Tre anni dopo, nel 1892, crearono il primo movimento con ripetizione minuti mai realizzato — e lo vendettero a Louis Brandt frères, la ditta che sarebbe diventata Omega. Nel 1921 arrivò il primo orologio al mondo con ore saltanti. Nel 1934 il primo orologio scheletrato. Nel 1946, un capolavoro di ingegneria quasi incomprensibile: il movimento più sottile al mondo, appena 1,64 millimetri.
Audemars Piguet faceva cose impossibili e le regalava al mondo senza chiedere applausi.
Oggi è ancora di proprietà delle famiglie fondatrici — caso unico tra le grandi maison svizzere. Certe radici non si tagliano.
Ora riprendiamo da dove eravamo rimasti...
Il ragazzo di Ginevra con la matita
Gérald Charles Genta nasce il 1° maggio 1931 a Ginevra, da madre svizzera e padre di origini piemontesi. Il cognome è italiano nordico — e lui lo sentiva, quella doppia anima. A casa si parlava di eleganza con la stessa naturalezza con cui si parlava di precisione.
L'infanzia non fu facile. Il nonno aveva un negozio di caffetteria e specialità, ma i tempi erano duri e i soldi scarsi. La sua formazione non fu orologeria: fu oreficeria e gioielleria. A vent'anni, nel 1951, ottenne il diploma federale svizzero di orafo-gioielliere. Non sapeva ancora che il mondo lo ricordasse per tutt'altro.

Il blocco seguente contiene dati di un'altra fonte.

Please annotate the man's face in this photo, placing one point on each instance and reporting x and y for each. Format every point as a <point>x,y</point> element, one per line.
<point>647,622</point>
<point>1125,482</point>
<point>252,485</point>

All'inizio guadagnava dieci, quindici franchi per disegno. Andava in giro in macchina uno studente che voleva diventare artista, con una cartella di schizzi sul sedile del passeggero. L'obiettivo era mille franchi al mese.
La svolta arrivò nel 1954, quando aveva ventitré anni. Universal Genève lo incaricò di disegnare un orologio per la SAS, la Scandinavian Airlines, che stava inaugurando i nuovi voli artici attraverso il Polo Nord. Il problema era tecnico e quasi romantico insieme: in quelle latitudini estreme, il campo magnetico terrestre impazzisce, e gli strumenti di bordo con lui. Serviva un orologio antimagnetico. Il risultato fu il Polerouter — un nome che evocava ghiaccio, altitudini impossibili, avventura. Fu un successo clamoroso. La carriera di Genta era cominciata.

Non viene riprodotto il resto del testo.